"Ha Ri burada ne işin var?"
"Seni görmeye geldim Jungkook."
"Bu saatte mi?"
"Jungkook saat daha akşamın yedisi."
"Jungkook."İçerden gelen yabancı sesle kafamı oraya çevirdim fakat görmek istemediğim yüzü görmemle sinir katsayımın arşa çıktığını hissettim.
"Jungkook bu kızın burada ne işi var?"
"Ha Ri hadi sen git ben seni arayacağım."
"Jungkook, Young'ın yanında ne işi var?"Young yanımıza geldiğinde Jungkook'a baktım verecek cevap düşünüyor gibiydi.
"Jungkook bu kızın burada ne işi var?"Young'ın sorduğu soruyla Jungkook'un vereceği cevabı bekledim. Ne dediğini oldukça merak ediyorum.
"Ha Ri'de şimdi gidiyordu zaten."
"Öyle mi yapıyordum?"
"Bence de Ha Ri gitmelisin, bizim Jungkook'la işlerimiz var. Değil mi Jungkook?"Cilveli bir şekilde elini Jungkook'un omuzunda gezdirdiğinde dikkatimi yere damlayan kan damlaları çekti, yine kanıyordu ellerim.

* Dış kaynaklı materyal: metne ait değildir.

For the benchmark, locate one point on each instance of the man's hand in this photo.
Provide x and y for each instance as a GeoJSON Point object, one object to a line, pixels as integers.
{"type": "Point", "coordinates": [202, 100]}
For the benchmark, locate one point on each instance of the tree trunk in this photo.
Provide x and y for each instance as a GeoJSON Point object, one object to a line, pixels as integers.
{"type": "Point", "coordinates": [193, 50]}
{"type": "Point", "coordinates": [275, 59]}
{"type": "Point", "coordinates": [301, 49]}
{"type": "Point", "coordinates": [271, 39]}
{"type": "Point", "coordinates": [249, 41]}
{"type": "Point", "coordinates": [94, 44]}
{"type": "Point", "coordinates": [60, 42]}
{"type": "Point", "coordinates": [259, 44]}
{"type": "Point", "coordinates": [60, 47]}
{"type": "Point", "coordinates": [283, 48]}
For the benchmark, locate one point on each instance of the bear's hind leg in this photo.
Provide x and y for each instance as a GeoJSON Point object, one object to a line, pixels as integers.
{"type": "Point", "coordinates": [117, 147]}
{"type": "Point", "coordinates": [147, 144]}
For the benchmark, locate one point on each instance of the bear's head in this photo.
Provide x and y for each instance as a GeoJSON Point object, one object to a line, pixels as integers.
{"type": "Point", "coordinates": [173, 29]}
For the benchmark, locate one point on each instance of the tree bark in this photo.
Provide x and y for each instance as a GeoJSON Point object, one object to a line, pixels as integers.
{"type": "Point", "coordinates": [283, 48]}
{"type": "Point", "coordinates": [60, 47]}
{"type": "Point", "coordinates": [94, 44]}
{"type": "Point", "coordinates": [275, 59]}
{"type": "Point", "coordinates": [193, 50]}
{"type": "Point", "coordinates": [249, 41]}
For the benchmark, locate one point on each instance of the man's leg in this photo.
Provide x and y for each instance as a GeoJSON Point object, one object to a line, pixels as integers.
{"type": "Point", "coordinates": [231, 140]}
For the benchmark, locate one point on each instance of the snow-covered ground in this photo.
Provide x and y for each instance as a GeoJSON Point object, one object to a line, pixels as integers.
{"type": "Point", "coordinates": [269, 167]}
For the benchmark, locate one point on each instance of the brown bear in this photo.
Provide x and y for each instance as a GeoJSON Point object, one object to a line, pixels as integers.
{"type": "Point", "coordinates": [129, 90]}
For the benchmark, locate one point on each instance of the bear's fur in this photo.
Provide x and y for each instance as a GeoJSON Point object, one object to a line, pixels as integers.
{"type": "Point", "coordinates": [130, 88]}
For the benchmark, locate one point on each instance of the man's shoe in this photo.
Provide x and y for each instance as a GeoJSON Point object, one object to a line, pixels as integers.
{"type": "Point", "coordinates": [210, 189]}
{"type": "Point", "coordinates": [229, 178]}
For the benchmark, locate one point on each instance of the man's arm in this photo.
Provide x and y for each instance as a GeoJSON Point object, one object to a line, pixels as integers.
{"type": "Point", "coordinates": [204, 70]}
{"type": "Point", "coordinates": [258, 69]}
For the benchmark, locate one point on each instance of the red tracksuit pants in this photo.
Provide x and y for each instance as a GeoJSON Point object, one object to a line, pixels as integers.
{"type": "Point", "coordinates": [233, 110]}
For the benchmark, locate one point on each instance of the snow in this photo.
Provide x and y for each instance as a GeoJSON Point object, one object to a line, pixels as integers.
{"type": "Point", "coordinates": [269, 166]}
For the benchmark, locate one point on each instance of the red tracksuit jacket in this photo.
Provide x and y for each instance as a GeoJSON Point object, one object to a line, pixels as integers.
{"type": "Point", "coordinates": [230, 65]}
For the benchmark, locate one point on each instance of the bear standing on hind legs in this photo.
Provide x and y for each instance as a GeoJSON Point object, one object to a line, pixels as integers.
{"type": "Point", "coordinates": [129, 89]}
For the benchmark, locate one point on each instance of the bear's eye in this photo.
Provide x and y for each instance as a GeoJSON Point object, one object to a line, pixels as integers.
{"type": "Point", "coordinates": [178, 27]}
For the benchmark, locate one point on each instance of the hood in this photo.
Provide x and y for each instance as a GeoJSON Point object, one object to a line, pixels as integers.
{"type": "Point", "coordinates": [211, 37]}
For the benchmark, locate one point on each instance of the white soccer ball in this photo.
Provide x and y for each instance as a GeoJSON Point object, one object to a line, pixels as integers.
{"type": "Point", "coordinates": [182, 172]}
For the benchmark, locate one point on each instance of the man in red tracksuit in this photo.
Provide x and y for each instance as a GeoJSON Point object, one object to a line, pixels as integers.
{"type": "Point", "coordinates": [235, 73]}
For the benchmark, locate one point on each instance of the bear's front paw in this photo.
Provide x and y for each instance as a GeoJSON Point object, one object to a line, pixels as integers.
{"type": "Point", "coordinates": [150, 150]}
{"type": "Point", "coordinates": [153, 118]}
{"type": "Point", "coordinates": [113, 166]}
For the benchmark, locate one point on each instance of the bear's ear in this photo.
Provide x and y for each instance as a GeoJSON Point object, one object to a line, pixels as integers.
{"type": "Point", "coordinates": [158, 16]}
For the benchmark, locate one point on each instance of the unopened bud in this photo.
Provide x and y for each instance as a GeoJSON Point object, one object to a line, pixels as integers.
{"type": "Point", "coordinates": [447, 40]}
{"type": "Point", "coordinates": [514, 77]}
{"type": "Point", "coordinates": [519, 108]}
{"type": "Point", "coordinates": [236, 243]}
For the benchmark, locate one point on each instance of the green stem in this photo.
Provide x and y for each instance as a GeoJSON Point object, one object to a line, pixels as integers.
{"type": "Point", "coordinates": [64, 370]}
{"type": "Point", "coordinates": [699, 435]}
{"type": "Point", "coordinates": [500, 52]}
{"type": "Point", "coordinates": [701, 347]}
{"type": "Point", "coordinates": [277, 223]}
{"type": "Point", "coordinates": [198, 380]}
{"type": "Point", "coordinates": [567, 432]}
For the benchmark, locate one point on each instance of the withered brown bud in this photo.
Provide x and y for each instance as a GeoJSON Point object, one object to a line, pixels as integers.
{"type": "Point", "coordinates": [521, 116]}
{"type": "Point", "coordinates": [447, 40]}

"Sana söylemiştim Ha Ri"Gelen sesle arkamı döndüğümde Yoongi bana yaklaşıp ellerimi avuçların içine alıp inceledi.
"Sana söylemiştim Jeon Jungkook sana zarardan başka hiç bir şey vermiyor. O artık senin arkadaşın olan Jungkook değil. O seni sürtüğü olarak gören, seni istemeyen Jungkook."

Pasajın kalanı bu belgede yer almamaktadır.